The impact of medications and harmful substances, such as in NASH or non-steatotic fibrosis, can be better assessed and monitored over time with comprehensive ultrasound tissue analyses like M-Ref. Even in cases of tumors, parenchymal changes, particularly increased viscosity, can be better observed over time [7].
However, challenges arise in the comparability of different methods, such as liver fibrosis measurement, assessment of liver steatosis, or viscoelasticity, because currently, very different techniques with varying units are still under evaluation. Therefore, efforts are being made with guidelines, such as those from EFSUMB, to establish standards for high-quality ultrasound tissue examinations of the liver using new techniques. It is important to emphasize that modern multimodal liver diagnostics with ultrasound should also include contrast-enhanced ultrasound (CEUS) with supplementary perfusion analysis, such as time intensity curve (TIC) analysis or parametric approaches. CEUS becomes essential when the detection and characterization of liver tumors is required. Furthermore, assessing transplant changes, for example, after liver transplantation (LTX), necessitates not only a vascular analysis with CCDS in cases of serious complications but also perfusion analysis with CEUS, especially in cases of rejection reactions [10–13].
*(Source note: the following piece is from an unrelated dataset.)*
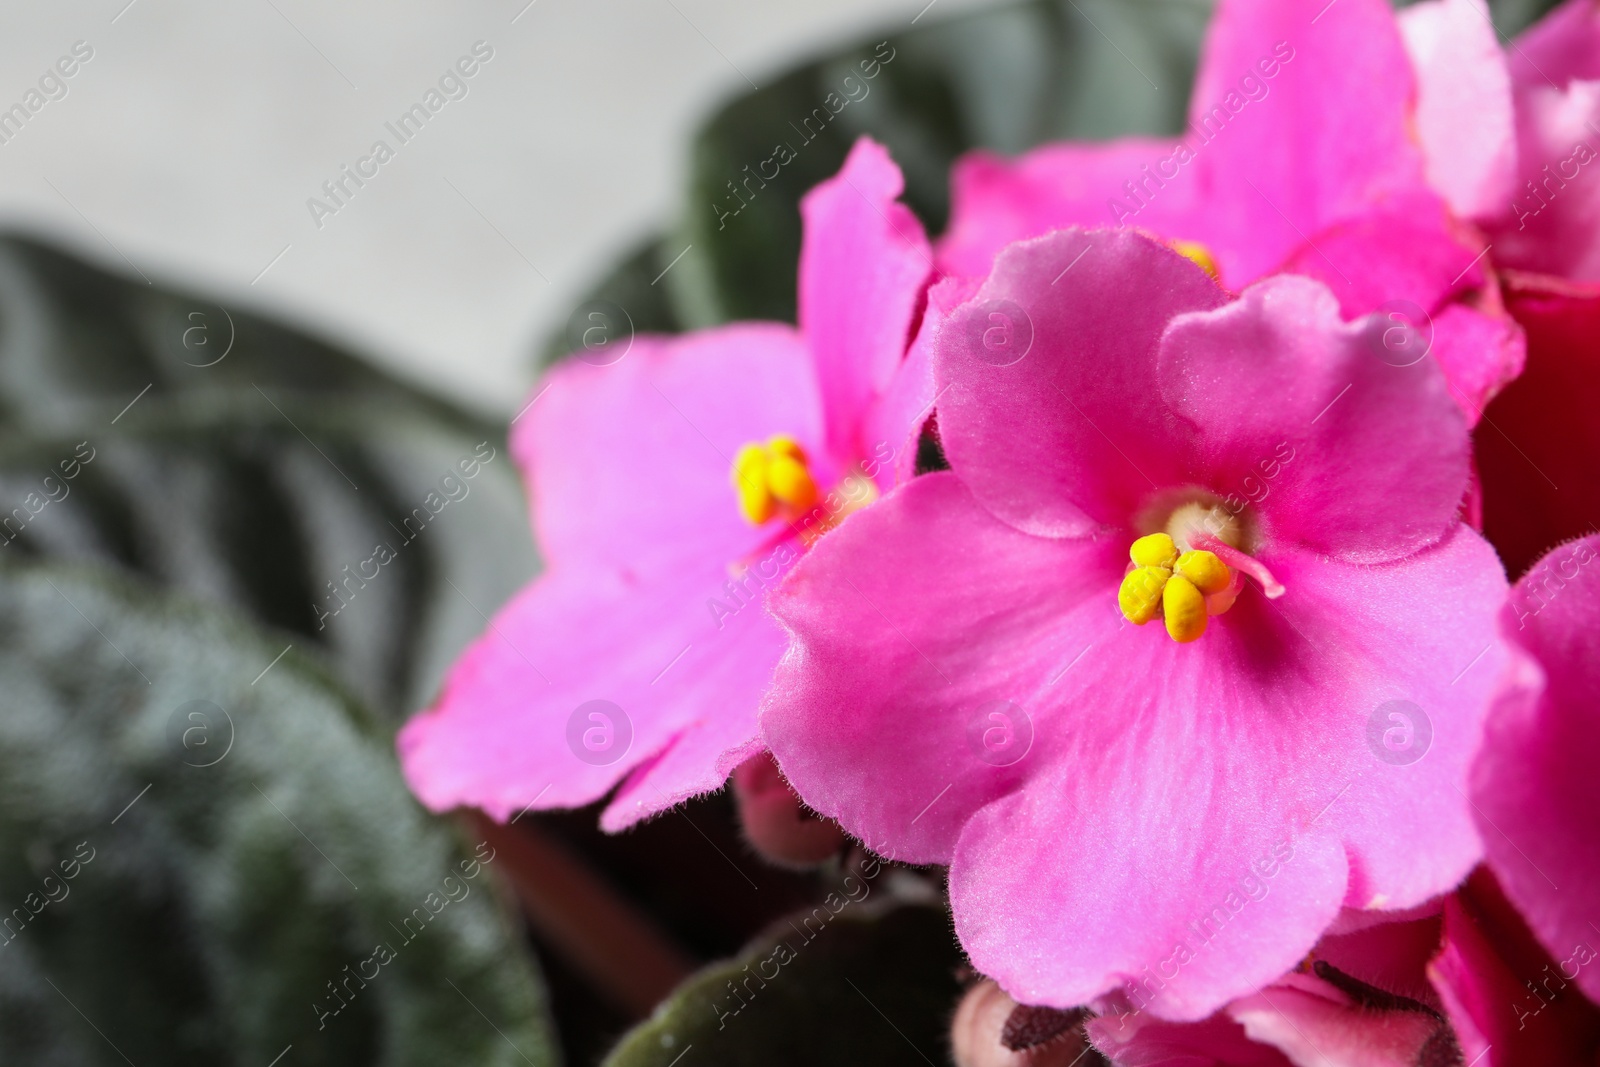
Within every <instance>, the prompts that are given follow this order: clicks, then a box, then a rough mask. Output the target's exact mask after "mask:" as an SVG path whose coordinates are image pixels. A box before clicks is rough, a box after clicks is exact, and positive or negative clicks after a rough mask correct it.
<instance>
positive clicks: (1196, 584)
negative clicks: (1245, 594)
mask: <svg viewBox="0 0 1600 1067" xmlns="http://www.w3.org/2000/svg"><path fill="white" fill-rule="evenodd" d="M1173 569H1176V571H1178V573H1179V574H1182V576H1184V577H1187V579H1189V581H1190V582H1194V585H1195V589H1198V590H1200V592H1202V593H1205V595H1206V597H1210V595H1211V593H1219V592H1222V590H1224V589H1227V584H1229V582H1230V581H1234V574H1232V573H1230V571H1229V569H1227V565H1226V563H1222V560H1219V558H1216V555H1214V553H1211V552H1203V550H1202V552H1184V553H1182V555H1181V557H1178V566H1176V568H1173Z"/></svg>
So far only multiparametric quantitative MR-imaging is seen as an alternative to the gold standard liver biopsy in all non-alcoholic liver diseases. However, compared to ultrasound MRI is more expensive, has higher risk factors and contraindications and takes a longer time. Thus, it was recommended by the World Federation for Ultrasound and Medicine and Biology (WFUMB) as a standardized and reproducible point-of-care method for the detection of HS [14–19]. There are also indications in the literature of differing viscosity values between benign and malignant liver tumors as well as other liver diseases [5, 20].
It should be noted critically that high-end techniques for tissue analysis with ultrasound are not yet universally available. In addition, multimodal tissue analysis with ultrasound requires experienced examiners, and reference values still need to be comprehensively defined regarding units and examination procedures. Nevertheless, stable measurement values are emerging for cirrhosis at >2.4 m/s or >50 kPa, for severe steatosis at >0.78 dB/cm/MHz, and for severe inflammatory reactions at >3.5 Pa.s. However, extensive multicenter evaluations will be needed to definitively establish reference values specific to the type of transducer and equipment used. It is also always important to better analyze borderline situations such as organ failure, rejection reactions, and multi-infarct syndrome. The further development of these techniques remains to be seen with excitement.
Limitations
Only a small group was surveyed. Further studies in the sense of multicenter studies are essential.
Conflicts of interest
The authors declare no existing conflicts of interest.
Author contributions
EMJ: Writing the manuscript, Developing the methodology and design, Review of the manuscript.
IW: Writing the manuscript, Review of the manuscript.
UK: Review and Editing of the manuscript, Carrying out the data collection.
FJ: Writing the manuscript, Carrying out the statistical analysis, Review of the manuscript.